Director: Yoon Sung-hyun

Teenage dramas often feel corny and disenchanting, but director Yoon Sung-hyun’s Bleak Night offers a very different narrative. The film centers around three characters: Gi-tae, a manipulative bully who ruthlessly picks on others’ weaknesses for his own advantage, and his two supposed best friends, the insightful Becky and the super confident Dong-yoon. After a combating against their fluctuating loyalties, the friends must endure an unexpected tragedy. Bleak Night handles the dark subject of suicide with grace and shocking force.

The King Of Pigs

2. The King Of Pigs

Director: Yeun Sang-ho

Regarded by certain critics as the best Korean film of 2011, this animated flick’s beastly and grotesque representation of human disparagement and class inequality is in a class all by itself. The film starts off with Hwang and Jung (a wife killer and wife beater, respectively), two childhood pals who befriend a vagabond named Chul.

The King Of Pigs provides a stark, uncompromising look inside a grade school where students are divided in a caste system: They're either “pigs” (the lower class) or “dogs” (the upper class). While Korea’s widely known as the world's outsourcing animation capital (it's not a hot bed for original animation), Yeun Sang-ho's terrific film hints at a definite future for the country's illustrated cinema market.

The Day He Arrives

1. The Day He Arrives

Director: Hong Sang-soo

Like many of director Hong Sang-soo’s previous films, The Day He Arrives examines a filmmaker who indulges in liquor, sex, and self-reflection.

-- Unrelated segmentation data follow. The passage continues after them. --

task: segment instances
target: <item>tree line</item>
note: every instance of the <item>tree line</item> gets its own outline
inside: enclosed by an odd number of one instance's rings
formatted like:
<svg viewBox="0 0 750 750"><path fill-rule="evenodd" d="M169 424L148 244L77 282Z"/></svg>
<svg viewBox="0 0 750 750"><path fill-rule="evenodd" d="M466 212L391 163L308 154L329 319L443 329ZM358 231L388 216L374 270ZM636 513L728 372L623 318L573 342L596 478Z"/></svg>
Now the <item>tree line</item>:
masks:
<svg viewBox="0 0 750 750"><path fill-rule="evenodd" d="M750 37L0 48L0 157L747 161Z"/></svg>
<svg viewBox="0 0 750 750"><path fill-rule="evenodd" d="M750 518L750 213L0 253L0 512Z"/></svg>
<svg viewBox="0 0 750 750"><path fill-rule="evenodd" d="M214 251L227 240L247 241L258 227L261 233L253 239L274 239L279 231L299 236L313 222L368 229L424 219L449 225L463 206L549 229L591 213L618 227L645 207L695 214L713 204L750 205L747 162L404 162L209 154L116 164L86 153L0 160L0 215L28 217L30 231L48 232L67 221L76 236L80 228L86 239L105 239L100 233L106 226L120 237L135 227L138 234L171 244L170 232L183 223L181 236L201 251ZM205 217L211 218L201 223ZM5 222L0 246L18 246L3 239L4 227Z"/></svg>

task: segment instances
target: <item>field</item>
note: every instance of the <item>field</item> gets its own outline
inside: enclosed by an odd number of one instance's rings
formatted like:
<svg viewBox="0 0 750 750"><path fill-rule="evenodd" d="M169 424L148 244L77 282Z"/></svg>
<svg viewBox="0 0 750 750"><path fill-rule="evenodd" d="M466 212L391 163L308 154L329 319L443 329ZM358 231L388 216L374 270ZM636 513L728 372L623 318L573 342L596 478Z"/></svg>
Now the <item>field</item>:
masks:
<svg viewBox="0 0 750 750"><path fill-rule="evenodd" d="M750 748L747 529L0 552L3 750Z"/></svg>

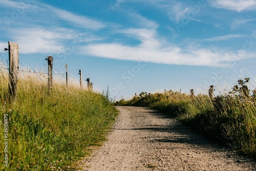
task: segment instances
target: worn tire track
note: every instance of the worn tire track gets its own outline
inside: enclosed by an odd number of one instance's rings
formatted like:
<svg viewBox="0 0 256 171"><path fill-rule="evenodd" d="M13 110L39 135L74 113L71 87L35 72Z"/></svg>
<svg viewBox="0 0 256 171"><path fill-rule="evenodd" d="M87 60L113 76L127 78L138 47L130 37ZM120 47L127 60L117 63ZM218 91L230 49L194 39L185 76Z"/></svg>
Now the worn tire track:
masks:
<svg viewBox="0 0 256 171"><path fill-rule="evenodd" d="M256 170L254 161L145 108L118 106L109 140L80 161L83 170Z"/></svg>

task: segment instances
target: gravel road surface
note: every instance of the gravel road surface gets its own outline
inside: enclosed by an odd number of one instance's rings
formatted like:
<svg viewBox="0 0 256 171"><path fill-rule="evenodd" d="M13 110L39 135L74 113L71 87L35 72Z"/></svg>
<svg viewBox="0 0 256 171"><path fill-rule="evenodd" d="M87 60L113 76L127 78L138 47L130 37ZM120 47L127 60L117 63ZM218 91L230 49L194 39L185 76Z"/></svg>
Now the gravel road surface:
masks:
<svg viewBox="0 0 256 171"><path fill-rule="evenodd" d="M78 162L82 170L256 170L238 156L174 119L145 108L117 106L109 140Z"/></svg>

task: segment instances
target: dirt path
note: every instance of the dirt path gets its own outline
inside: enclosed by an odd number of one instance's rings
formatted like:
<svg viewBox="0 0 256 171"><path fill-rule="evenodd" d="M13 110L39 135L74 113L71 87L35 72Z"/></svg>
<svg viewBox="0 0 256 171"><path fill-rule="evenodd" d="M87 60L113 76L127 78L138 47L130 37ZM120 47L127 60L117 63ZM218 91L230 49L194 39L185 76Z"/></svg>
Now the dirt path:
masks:
<svg viewBox="0 0 256 171"><path fill-rule="evenodd" d="M156 111L117 109L109 140L79 162L83 170L256 170L255 163Z"/></svg>

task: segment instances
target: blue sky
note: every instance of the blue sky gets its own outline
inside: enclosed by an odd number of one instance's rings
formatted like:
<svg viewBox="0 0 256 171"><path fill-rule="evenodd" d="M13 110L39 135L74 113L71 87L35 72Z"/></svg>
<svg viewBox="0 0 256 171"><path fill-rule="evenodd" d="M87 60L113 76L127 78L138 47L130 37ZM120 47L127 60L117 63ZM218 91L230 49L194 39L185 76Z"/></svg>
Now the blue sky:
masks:
<svg viewBox="0 0 256 171"><path fill-rule="evenodd" d="M223 91L245 77L252 90L255 11L256 0L1 0L0 53L8 59L11 41L21 65L44 67L52 56L55 69L67 63L77 78L81 69L117 99Z"/></svg>

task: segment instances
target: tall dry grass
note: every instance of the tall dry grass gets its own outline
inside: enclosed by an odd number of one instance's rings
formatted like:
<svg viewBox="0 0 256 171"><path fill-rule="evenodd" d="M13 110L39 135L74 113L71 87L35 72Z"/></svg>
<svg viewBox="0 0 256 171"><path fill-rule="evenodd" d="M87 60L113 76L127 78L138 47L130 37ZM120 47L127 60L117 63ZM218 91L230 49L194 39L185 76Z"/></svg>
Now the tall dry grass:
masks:
<svg viewBox="0 0 256 171"><path fill-rule="evenodd" d="M17 99L10 104L8 71L0 70L0 169L66 169L88 153L88 146L105 139L117 110L102 95L80 89L78 82L69 81L67 89L59 76L55 75L49 91L47 75L20 72ZM8 118L8 167L3 161L5 114Z"/></svg>
<svg viewBox="0 0 256 171"><path fill-rule="evenodd" d="M116 105L147 106L166 112L204 136L256 158L256 97L242 92L212 99L172 91L165 95L142 92Z"/></svg>

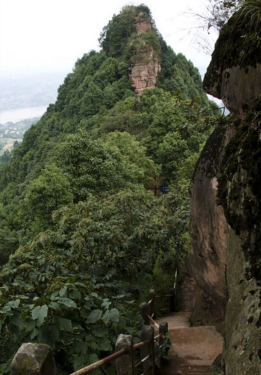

The emphasis on seemingly routine, everyday details plays a heavy role in the film’s underlying makeup. The Day He Arrives champions the notions of repetition, reappearance, and recurrence so effortlessly that impossible not to fall under the film's hypnotic spell. An art-house flick that favors visual panache over complicated story may sound like a familiar concept, but, here, Sang-soo’s methodology excels compared to most.